Trackers are a feature very few platforms actually do well, and so people make do in various ways, whether that’s in a spreadsheet or some kind of app (there are a couple of sites that people use for this). You see, when you’re writing collaboratively with people in different schedules, you need a way to see what is effectively your todo list.

What most people do then, is whenever they start a new topic, or join a new topic, they’ll add it to their list. This list will usually cover which site they’re on (it is common for people to be on multiple sites), which character, which topic, who the other person/people are in thread, and whose turn it is to post.

This is all stuff that computers can absolutely track for you, but so few sites have done the engineering for it. I know for Jcink someone wrote some JavaScript to scrape the list of topics a person had posted in but it wasn’t perfect, and it was clunky. But as I said, people make do in this world.

4. Post styling.

This is something that amuses and amazes. Most places have their site theme all fancy and whatnot. Some also pimp out their profile area and encourage members to make the pages about their characters as fancy as they like. (It helps to be reasonable at coding, or friendly with someone who is.) But some places go all out and encourage (or require) posts themselves to be wrapped in some kind of styled up template, especially if the topic in question is a “comms topic” where the characters are interacting as if over some kind of social network messenger. Arbitrary example I found: https://worthsaving.jcink.net/index.php?showtopic=48&st=0&#entry72

Of course the code is pre-written and copy-pasted. Some sites write these into custom bbcodes for people. Other sites leave it solely to the individual if they want to do this style of styling per post.
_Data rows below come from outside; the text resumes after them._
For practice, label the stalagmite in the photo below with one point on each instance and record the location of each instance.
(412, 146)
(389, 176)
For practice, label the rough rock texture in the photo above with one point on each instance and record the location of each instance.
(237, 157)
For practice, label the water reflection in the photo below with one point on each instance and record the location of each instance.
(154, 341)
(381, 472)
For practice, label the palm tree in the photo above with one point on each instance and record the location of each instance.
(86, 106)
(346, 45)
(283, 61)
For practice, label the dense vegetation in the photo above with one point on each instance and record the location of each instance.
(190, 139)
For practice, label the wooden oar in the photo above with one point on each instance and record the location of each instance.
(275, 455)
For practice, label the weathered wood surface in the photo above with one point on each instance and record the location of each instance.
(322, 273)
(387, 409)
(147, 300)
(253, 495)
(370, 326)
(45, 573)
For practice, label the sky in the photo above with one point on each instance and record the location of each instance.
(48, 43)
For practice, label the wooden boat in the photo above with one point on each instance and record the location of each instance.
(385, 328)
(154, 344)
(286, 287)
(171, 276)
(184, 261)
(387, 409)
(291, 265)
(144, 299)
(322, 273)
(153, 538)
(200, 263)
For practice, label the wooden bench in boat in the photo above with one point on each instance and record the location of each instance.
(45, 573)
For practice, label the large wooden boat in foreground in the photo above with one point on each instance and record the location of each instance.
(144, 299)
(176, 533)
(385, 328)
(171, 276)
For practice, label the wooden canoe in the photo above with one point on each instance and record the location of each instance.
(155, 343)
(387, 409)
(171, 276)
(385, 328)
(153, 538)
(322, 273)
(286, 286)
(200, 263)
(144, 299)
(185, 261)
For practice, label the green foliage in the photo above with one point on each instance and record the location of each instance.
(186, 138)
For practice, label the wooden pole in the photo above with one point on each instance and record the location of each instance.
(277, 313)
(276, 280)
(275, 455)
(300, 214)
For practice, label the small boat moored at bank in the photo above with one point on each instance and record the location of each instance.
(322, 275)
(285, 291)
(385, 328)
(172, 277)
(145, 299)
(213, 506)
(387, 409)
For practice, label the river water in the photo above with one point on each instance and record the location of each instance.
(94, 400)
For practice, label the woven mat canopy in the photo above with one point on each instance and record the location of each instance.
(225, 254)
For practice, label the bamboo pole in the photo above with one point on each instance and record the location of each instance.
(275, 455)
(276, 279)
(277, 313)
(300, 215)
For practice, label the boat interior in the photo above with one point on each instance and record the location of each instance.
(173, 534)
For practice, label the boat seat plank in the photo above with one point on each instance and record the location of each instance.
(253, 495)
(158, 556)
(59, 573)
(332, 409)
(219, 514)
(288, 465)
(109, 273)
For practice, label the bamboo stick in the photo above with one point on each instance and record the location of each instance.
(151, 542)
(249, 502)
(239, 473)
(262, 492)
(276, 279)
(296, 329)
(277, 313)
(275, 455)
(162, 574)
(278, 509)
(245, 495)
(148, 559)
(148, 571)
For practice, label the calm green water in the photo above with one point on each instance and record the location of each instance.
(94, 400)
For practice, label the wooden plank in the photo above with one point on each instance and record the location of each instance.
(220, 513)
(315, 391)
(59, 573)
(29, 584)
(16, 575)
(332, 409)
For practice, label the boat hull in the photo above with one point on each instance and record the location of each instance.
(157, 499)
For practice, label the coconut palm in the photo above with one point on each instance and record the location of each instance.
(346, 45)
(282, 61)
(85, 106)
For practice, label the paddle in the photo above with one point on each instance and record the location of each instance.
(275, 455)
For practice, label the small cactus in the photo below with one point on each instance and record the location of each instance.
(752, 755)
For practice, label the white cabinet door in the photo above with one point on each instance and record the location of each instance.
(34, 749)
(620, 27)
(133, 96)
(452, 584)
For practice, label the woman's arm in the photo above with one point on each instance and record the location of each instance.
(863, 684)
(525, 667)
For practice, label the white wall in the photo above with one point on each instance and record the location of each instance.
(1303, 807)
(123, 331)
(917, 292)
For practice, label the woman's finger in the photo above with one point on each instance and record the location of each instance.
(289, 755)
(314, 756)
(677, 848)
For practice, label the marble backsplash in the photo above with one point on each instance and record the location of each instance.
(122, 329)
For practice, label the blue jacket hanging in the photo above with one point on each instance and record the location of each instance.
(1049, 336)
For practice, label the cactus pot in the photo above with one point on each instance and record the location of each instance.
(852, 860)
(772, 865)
I don’t have a good example to hand though.

5. Pages.

These sites, even more than regular forums need pages of content that sit outside the forum, things if put in threads will get lost, and things you probably want to style differently to threads anyway. This is where guides, lore, supplementary reference information all lives - and for some styles of site you’ll need more than others. The more original the setting, the more “out there” and unique, the more guidance new users need. Non-forum content management is a must.

6. Shippers.

This is a feature that is usually cobbled together out of a board where a character will post to list out the threads they’re in, and often a potted history of a given character with another. It’s not uncommon for these topics to list threads by character (e.g. character A has threads with B, C and D, character A’s shipper will have 3 lists of topics). Such topics are encouraged to be fancy.


Of course it’s possible to implement all of these and supporting tools for them, but this so rarely happens. It is pretty magical though when people used to what is on offer suddenly get shown a brand new world where the software supports them and does things for them. But it’s such a hard sell because people are *so* used to things being how they have always been and making do.